The suspension room is the only place in my school where I've felt genuinely unsafe. It's the only place I've had students touch me or threaten to touch me in an aggressive manner. It's an ugly combination of factors: emotionally disturbed and angry students + young, inexperienced teacher without crisis intervention training + small office without outside stimulation minus any kind of guidance or support = implosion. No one, for example, has ever explained to me what kind of interaction I'm supposed to have with these students; ostensibly they're supposed to be doing work that's provided to them by their classroom teachers, but it's essentially busywork and they can tell, which is why a majority of them spend their time staring at the walls or trying to pick fights with me. Am I supposed to ignore them? Am I supposed to encourage them to do their work, but try to keep my interaction minimal? Am I supposed to offer them my support? No one has ever told me who to call when suspended students start to go beserk, which has happened to me on a few occasions while no other adults were in the office. No one has ever advised me what to do when students start peeling things off the walls and tossing them in the garbage can, or pushing buttons on the copier, or banging large wooden blocks furiously against the table. (All of those things happened during one memorable hour with my most challenging second grader; in the grand culmination, he grabbed my wrists and forced them away from a garbage can lid that he happened to be swinging, and how could we respond? By bribing him with choice time for ten minutes of "reading.")

Twice a week, I leave the suspension room feeling frustrated, exhausted, disillusioned, and emotionally broke down. Today, for instance, my suspension room coverage ended in tears...and I'm not talking about the suspended student. (He physically assaulted at least two teachers in the last two days, so I consider myself fortunate that I at least escaped without bodily injury.)

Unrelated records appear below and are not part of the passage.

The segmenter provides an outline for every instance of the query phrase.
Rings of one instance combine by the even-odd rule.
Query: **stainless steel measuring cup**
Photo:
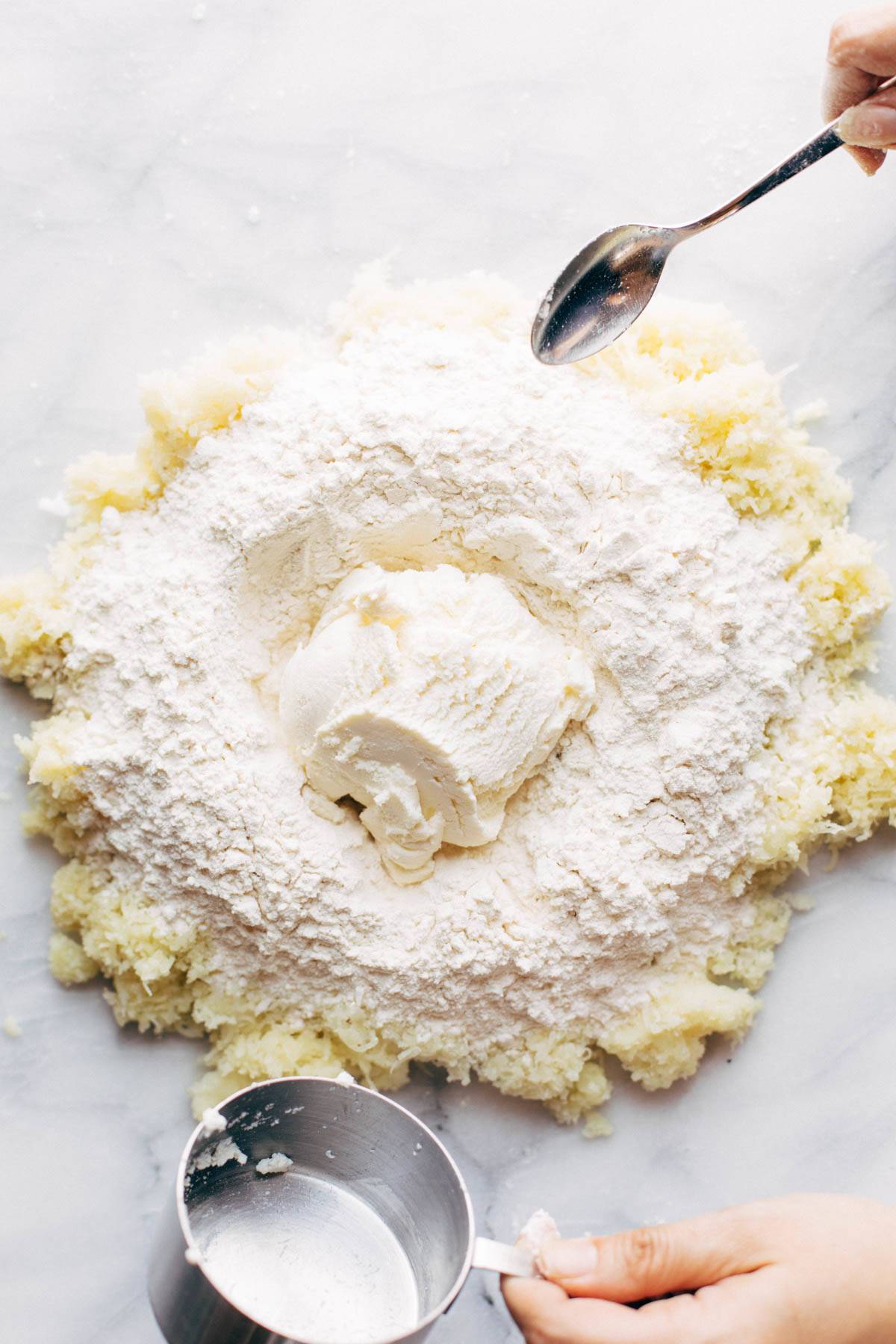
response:
[[[152,1257],[168,1344],[418,1341],[472,1267],[535,1273],[476,1235],[457,1165],[390,1098],[279,1078],[218,1113],[227,1128],[184,1149]]]

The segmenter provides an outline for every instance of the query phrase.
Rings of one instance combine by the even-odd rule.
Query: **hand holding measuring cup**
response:
[[[791,1195],[557,1241],[502,1281],[527,1344],[892,1344],[896,1208]],[[664,1297],[664,1294],[676,1294]],[[661,1298],[633,1308],[625,1305]]]

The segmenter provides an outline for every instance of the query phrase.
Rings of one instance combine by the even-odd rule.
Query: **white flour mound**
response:
[[[199,927],[224,992],[480,1051],[532,1024],[598,1035],[657,965],[705,964],[809,649],[774,531],[682,464],[682,435],[482,328],[387,323],[287,364],[157,507],[105,511],[71,582],[58,704],[83,711],[85,856]],[[355,808],[306,788],[277,712],[367,563],[497,575],[596,684],[497,839],[442,847],[410,890]]]

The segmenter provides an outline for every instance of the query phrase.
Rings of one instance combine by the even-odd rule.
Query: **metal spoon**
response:
[[[893,86],[896,75],[879,85],[873,94]],[[532,323],[536,358],[543,364],[570,364],[622,336],[650,301],[672,249],[685,238],[693,238],[736,215],[782,181],[840,149],[844,141],[837,134],[837,121],[832,121],[755,185],[693,224],[621,224],[599,234],[574,257],[544,296]]]

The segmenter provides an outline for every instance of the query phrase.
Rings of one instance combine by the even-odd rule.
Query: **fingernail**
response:
[[[848,145],[881,149],[896,144],[896,108],[881,108],[873,102],[848,108],[837,122],[837,134]]]
[[[539,1255],[545,1278],[584,1278],[598,1267],[598,1249],[587,1236],[548,1242]]]

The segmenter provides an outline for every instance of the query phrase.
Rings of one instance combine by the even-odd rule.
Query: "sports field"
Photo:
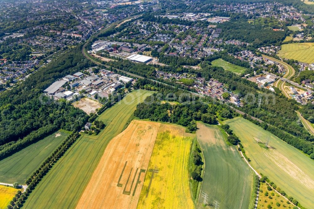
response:
[[[106,127],[97,136],[78,139],[36,186],[24,204],[25,208],[75,208],[108,143],[123,130],[136,109],[152,92],[134,90],[97,119]]]
[[[24,184],[26,179],[68,135],[57,131],[0,160],[0,182]]]
[[[194,136],[181,127],[160,125],[137,208],[194,208],[188,164]]]
[[[77,208],[136,208],[160,124],[133,121],[107,147]]]
[[[198,123],[196,136],[204,155],[205,172],[201,190],[207,194],[209,206],[215,201],[221,208],[249,208],[253,172],[236,146],[228,146],[216,127]],[[201,194],[198,208],[203,208]]]
[[[0,208],[7,208],[19,190],[10,186],[0,185]]]
[[[296,26],[295,25],[294,26],[287,26],[287,27],[290,30],[292,30],[292,31],[301,31],[301,30],[297,26]]]
[[[292,43],[281,45],[278,56],[311,64],[314,62],[314,43]]]
[[[292,37],[292,35],[288,35],[286,37],[286,38],[284,39],[284,41],[283,41],[283,42],[284,42],[286,41],[292,40],[293,39],[293,37]]]
[[[314,163],[312,160],[268,131],[242,118],[224,121],[244,147],[250,164],[267,176],[286,193],[306,208],[314,208]],[[273,148],[263,148],[257,139]]]
[[[246,69],[245,67],[234,65],[220,58],[212,61],[212,65],[221,67],[226,70],[231,71],[237,74],[241,74],[244,73]]]

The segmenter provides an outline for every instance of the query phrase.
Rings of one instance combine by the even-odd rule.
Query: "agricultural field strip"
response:
[[[146,96],[148,96],[148,95],[151,94],[151,93],[149,92],[145,91],[145,90],[137,90],[136,91],[134,91],[133,92],[134,94],[135,94],[136,93],[139,93],[140,95],[138,95],[138,97],[140,97],[141,99],[138,100],[138,101],[140,101],[141,100],[143,100],[143,99],[146,97]],[[141,93],[141,92],[142,93]],[[145,94],[144,94],[145,93]],[[131,94],[132,94],[132,93]],[[126,97],[126,98],[127,97]],[[138,99],[138,98],[136,98],[136,99]],[[80,190],[77,190],[77,189],[76,189],[76,185],[74,183],[74,182],[76,182],[76,183],[77,183],[77,179],[78,176],[80,175],[80,178],[79,178],[81,180],[80,181],[79,181],[80,184],[79,185],[81,185],[81,186],[83,187],[84,188],[86,186],[86,185],[87,185],[88,183],[88,181],[87,180],[88,180],[90,179],[90,176],[89,177],[89,175],[90,175],[91,176],[91,174],[92,174],[92,173],[91,170],[94,170],[93,169],[93,167],[95,167],[97,165],[95,163],[95,161],[96,160],[99,159],[101,157],[101,156],[100,156],[100,152],[101,152],[101,153],[103,153],[103,150],[104,150],[105,147],[106,146],[106,145],[109,142],[108,141],[108,140],[111,139],[113,138],[113,137],[118,133],[119,133],[120,132],[122,131],[122,129],[123,127],[123,126],[122,124],[122,123],[124,122],[124,123],[126,122],[127,119],[128,118],[128,117],[127,115],[130,116],[134,111],[134,109],[135,108],[136,104],[132,104],[132,105],[131,106],[129,106],[128,108],[127,109],[127,111],[126,111],[125,109],[121,108],[122,107],[119,105],[121,105],[121,104],[117,104],[114,105],[110,109],[108,110],[106,110],[105,111],[104,113],[103,113],[101,115],[100,115],[98,118],[99,120],[104,120],[106,121],[106,124],[108,124],[109,123],[109,125],[106,126],[104,130],[101,132],[100,133],[98,136],[95,136],[96,137],[95,137],[93,139],[97,139],[98,138],[101,138],[101,137],[103,137],[103,136],[104,135],[106,134],[108,134],[108,136],[107,137],[106,137],[106,138],[103,139],[102,140],[103,141],[102,142],[102,144],[100,145],[99,145],[97,143],[96,143],[95,142],[96,142],[95,140],[93,140],[94,142],[93,142],[90,141],[88,140],[88,138],[85,137],[84,136],[82,136],[78,140],[76,143],[75,143],[74,145],[72,146],[71,147],[71,148],[72,151],[75,151],[75,150],[73,150],[73,148],[75,147],[76,145],[77,145],[78,143],[80,143],[81,141],[82,142],[82,143],[83,143],[83,142],[85,142],[85,143],[84,143],[84,144],[85,144],[87,146],[84,146],[84,147],[82,147],[80,150],[79,152],[76,152],[76,155],[73,155],[73,153],[72,153],[71,156],[68,155],[68,153],[70,153],[70,152],[67,152],[66,153],[65,156],[62,157],[62,160],[58,161],[56,163],[56,165],[54,166],[55,168],[57,167],[55,169],[53,167],[52,169],[53,170],[51,170],[51,172],[49,172],[48,173],[48,175],[47,175],[47,176],[44,178],[44,179],[42,180],[41,182],[40,185],[37,186],[36,187],[36,188],[35,188],[35,190],[32,193],[32,194],[34,194],[33,195],[33,196],[34,195],[37,195],[37,193],[38,191],[39,190],[45,190],[47,189],[46,189],[47,188],[49,187],[50,188],[50,189],[49,190],[46,191],[42,191],[41,192],[40,192],[41,193],[43,192],[46,192],[47,193],[51,192],[51,191],[53,189],[51,188],[52,187],[53,188],[55,188],[56,187],[56,190],[59,189],[59,188],[60,186],[62,184],[65,184],[65,185],[67,184],[64,184],[63,182],[67,182],[68,183],[69,182],[73,182],[73,184],[71,184],[69,186],[67,186],[66,185],[62,185],[62,187],[66,187],[63,188],[62,190],[59,190],[61,191],[64,191],[64,192],[65,193],[65,194],[63,194],[63,193],[62,194],[59,194],[58,195],[60,196],[62,196],[62,199],[60,199],[58,198],[57,200],[56,200],[56,201],[52,201],[53,202],[49,202],[49,201],[52,201],[52,198],[53,196],[54,197],[54,199],[55,199],[56,197],[53,196],[54,195],[55,195],[55,192],[53,193],[53,194],[51,194],[51,195],[49,195],[51,197],[49,198],[49,200],[48,200],[48,201],[47,201],[47,200],[45,200],[44,201],[46,201],[46,204],[44,206],[42,206],[42,207],[44,207],[44,208],[46,208],[47,207],[49,206],[50,205],[49,204],[52,204],[53,206],[57,205],[57,208],[62,208],[64,207],[70,207],[70,205],[72,206],[72,207],[73,207],[74,206],[73,205],[76,205],[76,202],[77,202],[78,201],[78,198],[79,198],[79,197],[80,196],[81,194],[83,193],[84,190],[83,191],[82,190],[82,189]],[[116,109],[118,109],[117,111],[116,110]],[[108,114],[107,113],[109,112],[109,113]],[[122,118],[122,119],[121,119]],[[121,120],[122,120],[122,121],[119,121]],[[116,127],[118,127],[118,128],[117,128]],[[115,127],[116,128],[115,128]],[[109,130],[109,131],[107,131]],[[108,133],[109,134],[108,134]],[[89,136],[89,138],[91,136]],[[83,139],[83,140],[82,140]],[[85,142],[84,142],[84,141],[85,141]],[[92,144],[91,144],[92,143]],[[81,145],[80,144],[79,146]],[[82,152],[82,149],[84,148],[85,148],[86,149],[86,147],[87,147],[88,148],[89,148],[90,149],[90,151],[89,152],[89,153],[88,155],[84,155],[84,156],[80,156],[79,155],[79,154],[80,153]],[[98,148],[98,149],[97,149]],[[78,149],[80,149],[80,148],[78,148]],[[92,151],[93,150],[95,150],[97,151],[96,152],[93,152],[92,153],[91,153]],[[101,152],[101,150],[102,150],[103,151],[102,152]],[[95,151],[95,150],[93,150]],[[92,153],[91,154],[91,153]],[[89,156],[90,155],[91,155],[92,156],[94,156],[93,157],[92,160],[91,162],[90,162],[89,161],[86,162],[86,159],[88,159],[90,160],[91,159],[89,159]],[[79,157],[83,158],[84,158],[85,159],[84,160],[84,163],[82,165],[80,166],[80,167],[79,170],[76,170],[75,168],[73,168],[74,171],[73,171],[71,173],[73,173],[74,172],[77,172],[77,174],[76,174],[76,176],[74,179],[73,178],[71,178],[70,177],[67,176],[67,174],[64,174],[64,173],[62,173],[62,171],[63,170],[62,169],[62,168],[64,169],[66,169],[66,168],[63,168],[64,167],[64,165],[61,165],[61,164],[63,164],[62,162],[64,161],[64,164],[66,165],[67,163],[69,164],[68,162],[69,160],[68,160],[67,158],[69,158],[69,160],[72,160],[73,162],[72,162],[72,164],[69,165],[69,167],[68,168],[68,169],[67,169],[68,170],[71,169],[72,168],[73,164],[76,161],[78,160],[78,159],[79,158]],[[91,157],[89,157],[91,158]],[[88,165],[84,165],[85,163],[88,163]],[[59,167],[61,166],[60,169],[57,169]],[[81,169],[83,167],[84,167],[84,168],[86,169],[86,168],[88,168],[88,169],[87,170],[87,172],[84,172],[84,174],[81,173],[83,173],[82,171],[81,171]],[[86,169],[85,169],[85,170]],[[60,174],[63,177],[62,178],[62,179],[60,179],[60,178],[57,178],[56,177],[56,175],[58,175],[58,174],[57,174],[57,173],[58,172],[60,173]],[[54,174],[53,175],[51,175],[52,174]],[[85,175],[84,175],[85,174]],[[82,176],[82,175],[84,175],[84,176]],[[67,179],[66,180],[65,180],[66,177],[67,177]],[[55,181],[53,181],[54,183],[52,184],[52,182],[50,182],[51,180],[49,180],[47,179],[47,178],[55,178],[57,179],[57,180]],[[86,179],[87,178],[87,180]],[[46,180],[47,180],[47,181],[46,182],[46,185],[45,186],[43,184],[43,183],[42,182],[43,181],[44,183],[45,183],[45,182]],[[59,181],[59,182],[58,182]],[[74,193],[74,194],[73,194],[69,196],[68,196],[67,194],[68,194],[69,192],[70,192],[70,191],[77,191],[75,193]],[[70,194],[71,194],[70,193]],[[24,205],[27,205],[27,204],[30,204],[32,207],[33,207],[34,205],[36,204],[38,204],[39,202],[40,202],[38,200],[39,198],[43,198],[44,199],[46,198],[46,197],[44,196],[41,196],[40,194],[38,194],[38,196],[34,198],[35,198],[35,200],[34,201],[34,202],[31,203],[31,201],[33,201],[32,200],[32,196],[30,196],[29,198],[29,200],[26,201],[25,203],[25,204]],[[65,198],[66,198],[67,199],[65,199]],[[68,200],[70,200],[70,202],[67,202],[67,201]],[[58,201],[57,202],[57,201]],[[30,202],[31,203],[29,203]],[[49,202],[49,204],[48,204]],[[64,206],[62,204],[64,204],[66,205]]]
[[[168,126],[168,127],[167,127]],[[173,128],[170,129],[171,127]],[[145,198],[145,196],[147,195],[147,189],[149,187],[149,185],[148,187],[147,185],[149,184],[149,182],[150,180],[151,174],[150,173],[147,174],[145,175],[144,182],[143,184],[143,189],[142,190],[141,193],[141,196],[140,197],[140,200],[139,201],[138,205],[138,208],[146,208],[149,207],[149,206],[158,206],[162,207],[164,201],[168,201],[167,202],[167,207],[169,208],[173,208],[174,207],[182,207],[184,206],[185,207],[182,208],[187,208],[187,207],[191,206],[193,205],[193,201],[192,201],[192,198],[191,198],[191,193],[189,191],[187,191],[187,190],[189,190],[189,186],[188,183],[188,177],[186,176],[186,174],[188,174],[188,168],[187,162],[189,160],[189,151],[190,150],[190,146],[192,145],[192,141],[190,141],[187,142],[187,140],[189,140],[188,138],[189,137],[187,136],[192,136],[192,135],[187,135],[187,134],[185,133],[182,133],[183,132],[182,130],[180,130],[178,132],[178,129],[176,130],[176,133],[174,133],[174,132],[176,131],[176,128],[178,128],[178,127],[172,125],[165,125],[162,124],[161,126],[158,135],[157,139],[156,141],[156,143],[158,145],[155,145],[153,150],[153,153],[151,158],[151,160],[149,162],[149,169],[155,169],[156,168],[153,168],[153,164],[155,165],[157,164],[162,165],[161,167],[159,168],[159,172],[158,174],[155,174],[154,176],[154,178],[153,180],[152,183],[150,185],[150,189],[149,190],[149,193],[148,194],[147,198]],[[181,128],[180,129],[183,128]],[[171,156],[171,155],[173,154],[171,154],[172,152],[169,153],[169,150],[168,151],[164,149],[166,149],[165,147],[165,145],[161,145],[163,146],[162,147],[160,147],[160,145],[159,144],[160,142],[162,142],[165,140],[165,137],[166,137],[166,136],[170,136],[168,133],[166,133],[166,132],[169,131],[170,130],[171,130],[171,133],[170,134],[171,136],[171,138],[172,138],[174,136],[180,136],[180,138],[181,139],[174,139],[175,138],[168,139],[167,138],[168,143],[170,143],[170,145],[168,144],[168,147],[173,147],[173,146],[175,146],[176,148],[176,153],[175,153],[175,156]],[[179,142],[176,142],[174,140],[180,140]],[[167,149],[169,149],[167,148]],[[163,151],[162,153],[160,152]],[[183,154],[182,154],[183,152]],[[159,158],[161,155],[164,154],[162,161],[160,161],[162,157]],[[171,156],[168,156],[168,155],[171,154]],[[186,160],[184,160],[184,159]],[[182,162],[182,164],[180,164],[178,163]],[[156,164],[157,163],[157,164]],[[171,172],[172,173],[169,174],[169,172]],[[180,175],[176,174],[178,171],[180,170],[179,173]],[[171,183],[169,181],[169,178],[174,178],[175,179],[177,178],[181,178],[181,182],[179,183],[179,185],[172,185],[171,186],[169,185],[169,183]],[[187,179],[185,180],[184,178],[186,178]],[[159,181],[156,182],[156,181],[158,180],[163,180],[162,183],[158,183]],[[178,182],[177,180],[174,180],[174,182]],[[172,183],[173,184],[173,183]],[[161,185],[163,185],[161,188],[160,187]],[[171,186],[171,187],[169,187]],[[152,188],[153,189],[152,189]],[[174,188],[176,188],[176,191],[177,192],[183,192],[176,196],[176,198],[172,199],[172,201],[171,202],[169,202],[170,200],[169,195],[169,192],[170,191],[170,189],[173,189]],[[158,197],[156,197],[157,199],[154,199],[154,200],[156,201],[158,200],[158,202],[153,201],[154,204],[158,203],[157,206],[154,204],[151,205],[151,203],[149,202],[150,200],[151,200],[153,197],[152,196],[156,195],[153,195],[152,192],[154,192],[154,194],[158,193]],[[172,193],[171,193],[172,194]],[[188,198],[189,196],[190,198]],[[148,200],[148,199],[149,200]],[[165,198],[165,199],[164,199]],[[178,202],[179,201],[179,202]],[[183,201],[182,202],[182,201]],[[171,205],[169,204],[171,204]]]
[[[225,142],[225,139],[223,138],[221,134],[219,134],[219,131],[220,131],[218,129],[213,126],[207,126],[201,123],[198,123],[198,126],[199,129],[197,131],[197,135],[200,145],[203,151],[205,159],[205,167],[204,168],[205,172],[203,177],[201,192],[203,191],[207,193],[208,191],[210,191],[211,193],[220,194],[219,196],[220,200],[224,200],[223,202],[220,203],[220,205],[224,208],[234,208],[234,206],[237,206],[238,205],[239,208],[247,208],[250,202],[250,198],[247,198],[251,196],[251,190],[252,189],[247,186],[248,185],[246,184],[247,183],[251,184],[252,182],[250,180],[249,180],[248,182],[246,182],[249,179],[247,178],[249,178],[249,176],[247,176],[247,173],[249,172],[251,174],[250,175],[252,178],[252,173],[250,169],[249,169],[248,166],[244,162],[242,162],[239,153],[236,153],[236,152],[237,152],[237,151],[236,150],[236,148],[233,147],[235,146],[229,147],[226,145]],[[206,140],[205,138],[199,136],[200,134],[202,134],[202,135],[204,135],[203,133],[200,131],[206,130],[210,132],[210,133],[207,133],[206,134],[207,137],[215,139],[214,141],[210,142],[210,144],[208,142],[206,142],[204,141],[204,140]],[[213,146],[214,146],[214,148],[213,148]],[[231,154],[231,152],[232,154]],[[214,153],[214,154],[213,154]],[[233,156],[235,158],[230,158],[231,156],[230,155]],[[214,159],[213,157],[214,158]],[[236,158],[237,159],[236,159]],[[211,160],[208,161],[208,160],[207,160],[207,159]],[[226,163],[222,163],[221,162],[219,161],[219,159],[224,159],[224,162],[226,161],[225,162]],[[229,163],[228,163],[228,161],[230,161],[230,160],[231,161],[234,161],[234,162],[229,162]],[[237,170],[235,170],[232,165],[236,163],[240,164],[241,168],[238,168]],[[217,169],[214,169],[215,168],[216,168]],[[219,176],[219,177],[222,177],[222,179],[220,180],[225,180],[221,181],[217,180],[214,177],[216,174],[214,175],[214,177],[211,177],[211,175],[213,174],[211,173],[213,170],[221,171],[221,172],[219,172],[219,173],[222,174]],[[225,176],[228,173],[229,173],[230,172],[231,172],[232,173],[232,178],[230,178],[229,176]],[[237,176],[235,176],[236,172],[237,172],[238,174]],[[240,173],[241,174],[244,173],[244,176],[242,178],[238,178],[239,174]],[[243,182],[241,182],[243,183],[243,186],[238,186],[236,187],[235,184],[232,183],[232,182],[229,182],[228,180],[226,180],[230,179],[232,180],[232,182],[233,180],[243,181]],[[210,181],[207,182],[207,181],[208,180]],[[239,183],[240,183],[240,182]],[[217,190],[217,188],[220,188],[220,190]],[[214,190],[215,188],[216,190]],[[249,191],[248,191],[248,189]],[[227,192],[231,196],[228,196],[228,198],[226,198],[226,196],[224,196],[224,194],[226,192],[226,191],[231,191],[231,192]],[[239,194],[241,195],[241,196],[235,196],[235,195],[238,195]],[[214,196],[215,196],[214,194]],[[212,197],[213,195],[210,194],[209,196],[210,199]],[[243,201],[245,196],[246,198],[245,201],[246,204],[244,204]],[[226,201],[226,200],[227,199],[229,201],[227,204],[226,205],[226,202],[228,201]],[[198,207],[199,208],[201,208],[202,207],[202,200],[201,198],[199,199]],[[238,205],[236,205],[236,203]]]
[[[304,206],[312,207],[314,205],[314,195],[311,192],[314,187],[312,172],[314,165],[312,160],[267,131],[244,119],[240,119],[228,120],[225,123],[230,126],[241,140],[247,155],[252,160],[250,164]],[[236,120],[236,123],[232,122]],[[253,136],[259,133],[263,137],[262,141],[265,141],[267,136],[270,136],[270,144],[276,149],[266,150],[258,145]]]
[[[5,181],[7,183],[13,183],[16,181],[22,180],[23,182],[19,183],[22,184],[24,183],[24,181],[39,166],[45,159],[50,155],[68,135],[67,133],[62,132],[62,135],[56,137],[56,134],[55,132],[43,139],[0,161],[0,168],[0,168],[0,174],[1,175],[0,176],[0,182]],[[52,140],[55,141],[55,142],[51,141]],[[42,154],[42,152],[45,149],[51,146],[52,146],[51,148],[49,149],[48,150],[49,152],[47,152],[46,154],[41,156],[40,158],[37,157],[39,155]],[[41,149],[42,146],[43,147],[42,149]],[[44,147],[45,147],[44,148]],[[33,155],[34,153],[35,154]],[[42,159],[40,160],[41,159]],[[23,171],[25,169],[25,171],[28,170],[29,172],[26,174],[23,173]],[[3,169],[5,170],[4,172],[2,171]],[[14,169],[16,170],[14,170]],[[13,170],[9,174],[7,174],[12,170]],[[11,174],[11,173],[14,174],[13,175]],[[17,175],[19,176],[17,176]],[[20,176],[23,176],[25,177],[19,178]]]
[[[298,111],[296,111],[296,112],[297,114],[298,114],[298,116],[302,121],[303,126],[305,127],[311,134],[314,136],[314,127],[313,127],[312,124],[309,121],[304,118],[299,112]]]
[[[311,64],[314,62],[314,43],[293,43],[284,44],[278,55],[283,58],[297,60]]]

There has got to be a better way.

1 comment:

k said...

I know exactly the feeling. I've been working in public schools for about 10 years, but this year was the first time that I have been physically assaulted by students. I mean, they're seven, so they can't really hurt me, but I've been shocked that they cross that line...and horrified that the administration doesn't seem that appalled. It's incredibly draining to be around angry, destructive kids.